Monday, September 29, 2014

State of the Smartwatch: Moving to independence may not be all that good

The smartwatch landscape is changing, ever so quickly. We started with square designs, and now manufacturers are making traditionally round-faced devices to behold (or, maybe, be-wrist?).

Yet, while this aesthetic movement is certainly a welcome one, there's one movement in smartwatch design, namely the internal one, that I wholeheartedly do not welcome: the independent smartwatch movement.

Back when my Neo was also a Pip-Boy.

No, I'm not against lesser-known manufacturers and indie projects. That's not what I mean. I'm talking about how the Samsung Gear S and now the LG G Watch R will be smartwatches that will use a 3G signal to be able to connect to a carrier network without tethering to a device.

Wait, back up. Why am I against this?? I'm a huge nerd! I should be DANCING about this!

Wrong. Wrong. Wrong.

The way that I see it, this could hurt phone manufacturers financially in many ways. Production costs are certainly one factor, but if the independent smartwatch takes flight, then what happens to mobile phones? Will the manufacturers soon stop producing smartphones or at least making top-notch phones because of this craze?

Maybe those questions seem a little severe to you. Too "out there" to be asked. Yet, I beg to ask them.

I honestly don't see the independent smartwatch taking major flight except in certain markets and with certain audiences. But at the same time, I must ponder the aforementioned possibilities.
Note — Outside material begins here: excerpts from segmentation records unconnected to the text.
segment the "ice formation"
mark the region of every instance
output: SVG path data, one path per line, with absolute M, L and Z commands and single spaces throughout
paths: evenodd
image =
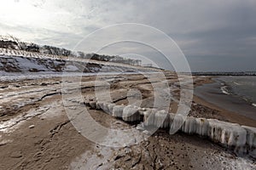
M 140 121 L 140 113 L 138 108 L 127 105 L 123 110 L 123 120 L 125 122 L 137 122 Z
M 123 116 L 123 110 L 125 106 L 124 105 L 115 105 L 113 107 L 113 116 L 115 117 L 122 117 Z
M 253 127 L 241 126 L 247 131 L 247 147 L 254 157 L 256 157 L 256 128 Z
M 180 114 L 168 113 L 164 110 L 145 109 L 134 105 L 125 106 L 93 101 L 90 101 L 87 105 L 93 109 L 101 109 L 115 117 L 122 118 L 125 122 L 143 121 L 141 123 L 142 127 L 170 128 L 170 134 L 180 130 L 189 134 L 206 136 L 213 142 L 234 148 L 235 151 L 247 152 L 256 156 L 255 128 L 216 119 L 186 117 Z
M 242 147 L 246 144 L 247 131 L 239 124 L 208 119 L 209 138 L 228 146 Z
M 159 110 L 155 113 L 154 126 L 160 128 L 167 128 L 170 125 L 170 116 L 166 110 Z

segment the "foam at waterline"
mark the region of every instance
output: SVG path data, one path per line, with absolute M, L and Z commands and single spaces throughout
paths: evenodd
M 247 150 L 256 157 L 256 128 L 241 126 L 247 131 Z
M 230 94 L 229 93 L 229 90 L 227 89 L 227 88 L 228 88 L 227 86 L 223 86 L 223 87 L 220 88 L 220 89 L 221 89 L 223 94 L 229 95 Z
M 228 146 L 244 146 L 247 142 L 247 131 L 239 124 L 208 119 L 211 139 Z

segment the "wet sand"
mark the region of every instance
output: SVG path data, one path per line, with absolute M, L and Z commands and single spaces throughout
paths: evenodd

Here's two lists for you to gander at, just because everyone likes lists:

Why the independent smartwatch will never take flight

1. We love full apps  and we can't let them go
I don't think grandma is giving up Candy Crush anytime soon, and I'm sure that the casual mobile gamer won't want to give up Angry Birds or any other staples in mobile gaming anytime soon. The app markets are a major part of smartphone ownership and economy, and to start uprooting that industry or trying to alter it too much will not rest easy with many mobile companies.

2. We love texting
Simple enough, most smartwatches cannot offer a full keyboard for text messaging. Unless you get something like the Neptune Pine or the Rufus Cuff or the currently crowdfunded bendable smartwatch, you won't be saying LOL to your BFF.

3. We need to have convenient cameras
The whole point of having at least an 8 megapixel or above camera on a smartphone is to have a quick and easy-to-use camera so you didn't have to carry around another device. Most smartwatches don't have better than 5 megapixels, and many don't have the ever-coveted selfie camera. While the Arrow smartwatch will seek to remedy that and focus on its proposed 8 megapixel camera that rotates around the watch face, whether this will be good is yet to be seen.
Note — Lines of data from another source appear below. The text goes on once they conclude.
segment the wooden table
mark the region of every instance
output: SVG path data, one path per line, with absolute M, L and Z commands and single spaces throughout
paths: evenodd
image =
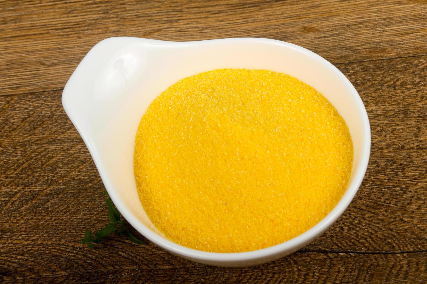
M 117 236 L 104 186 L 61 104 L 89 49 L 109 37 L 289 41 L 335 65 L 372 129 L 365 179 L 318 240 L 261 266 L 218 268 Z M 0 1 L 0 281 L 427 281 L 427 1 Z M 145 239 L 137 234 L 135 235 Z

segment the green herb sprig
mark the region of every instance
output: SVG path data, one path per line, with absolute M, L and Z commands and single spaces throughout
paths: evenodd
M 104 193 L 108 195 L 108 193 L 106 191 Z M 85 233 L 85 238 L 82 239 L 81 243 L 83 244 L 87 244 L 88 246 L 93 249 L 97 249 L 99 248 L 95 246 L 94 243 L 99 243 L 101 240 L 113 233 L 115 233 L 120 237 L 123 237 L 123 233 L 127 236 L 129 239 L 135 243 L 138 244 L 146 244 L 145 243 L 137 238 L 131 234 L 126 229 L 126 226 L 120 219 L 120 214 L 117 210 L 111 198 L 108 195 L 108 198 L 105 200 L 105 203 L 108 207 L 108 217 L 111 221 L 105 227 L 100 230 L 97 230 L 95 232 L 95 235 L 92 234 L 91 231 L 86 231 Z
4. We need private conversations
Unless smartwatches start offering headphone jacks to work with an earphone-and-mic combo, all calls made on a smartwatch will be public to anyone nearby when you use the included speakerphone. Aside from the poor quality of some of these speakers, I'm sure you don't want your lover saying something risqué for the random grandma next to you to hear or for your angry boss to swear vehemently where a busload of children can start crying from his foul language.

That being said, if none of the following applies to you, or if you want to dive into this devilish subcategory, then you'll need to

1. Kiss full-fledged apps goodbye (unless you aren't attached to any)
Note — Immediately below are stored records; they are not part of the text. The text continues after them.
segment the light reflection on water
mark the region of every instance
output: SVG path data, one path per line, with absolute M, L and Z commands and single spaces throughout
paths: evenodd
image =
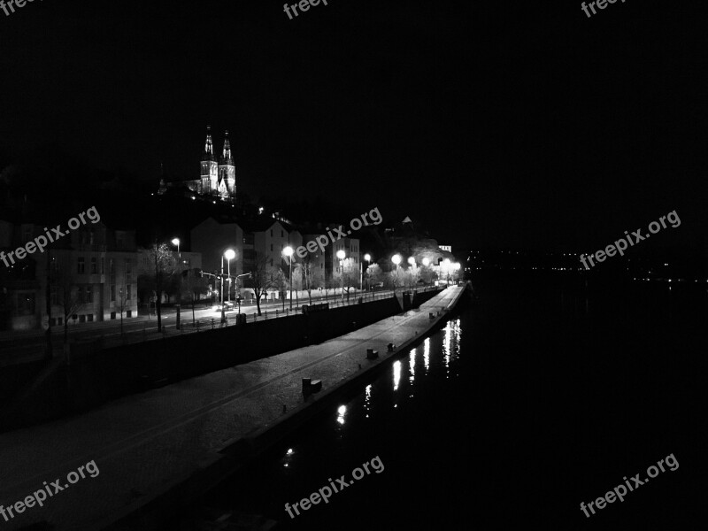
M 396 359 L 393 364 L 393 390 L 398 390 L 398 384 L 401 381 L 401 361 Z
M 456 369 L 455 362 L 459 358 L 459 345 L 462 337 L 461 320 L 456 319 L 446 323 L 444 328 L 434 334 L 431 337 L 427 337 L 423 343 L 408 352 L 408 363 L 403 359 L 395 360 L 390 367 L 389 374 L 385 373 L 374 380 L 372 383 L 366 386 L 363 393 L 354 396 L 346 405 L 340 405 L 336 410 L 336 425 L 342 435 L 344 431 L 344 417 L 352 419 L 354 424 L 347 425 L 348 429 L 355 429 L 358 418 L 375 419 L 373 413 L 379 406 L 379 412 L 385 418 L 385 411 L 389 408 L 398 408 L 404 403 L 401 400 L 413 398 L 413 384 L 416 389 L 425 382 L 427 379 L 433 382 L 436 379 L 445 374 L 445 379 L 449 379 L 450 374 L 458 376 L 458 370 Z M 422 352 L 422 359 L 419 354 Z M 407 372 L 407 374 L 406 374 Z M 407 376 L 407 378 L 406 378 Z M 393 380 L 393 386 L 386 383 L 386 381 Z M 384 386 L 388 389 L 381 389 Z M 406 386 L 408 389 L 406 389 Z M 374 390 L 378 391 L 374 393 Z M 400 391 L 400 392 L 399 392 Z M 375 396 L 374 396 L 375 395 Z M 399 404 L 400 403 L 400 404 Z M 353 416 L 349 419 L 349 416 Z
M 248 480 L 235 476 L 220 487 L 221 503 L 286 522 L 283 501 L 300 496 L 304 482 L 321 483 L 323 463 L 327 470 L 339 471 L 337 464 L 349 462 L 352 452 L 362 448 L 371 448 L 365 458 L 390 451 L 387 444 L 395 436 L 392 427 L 396 422 L 398 426 L 417 422 L 421 415 L 434 415 L 427 407 L 430 399 L 448 391 L 452 383 L 447 380 L 449 374 L 463 373 L 460 326 L 460 319 L 450 321 L 415 349 L 398 352 L 400 358 L 389 363 L 358 394 L 332 406 L 329 415 L 284 440 L 278 453 L 264 458 Z M 404 363 L 406 358 L 408 363 Z M 337 473 L 344 472 L 342 468 Z M 254 482 L 258 489 L 253 489 Z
2. Want to use voice texting or send audio recordings, unless you can type on a super small screen

3. Will carry an extra camera around or will use a lower-quality camera for sharing with friends on social media

4. Don't have any risk with your private phone calls

5. Just want to be like Dick Tracy

Caveat emptor, my friends. Make your choices wisely with this still-fresh subcategory of smartwatches.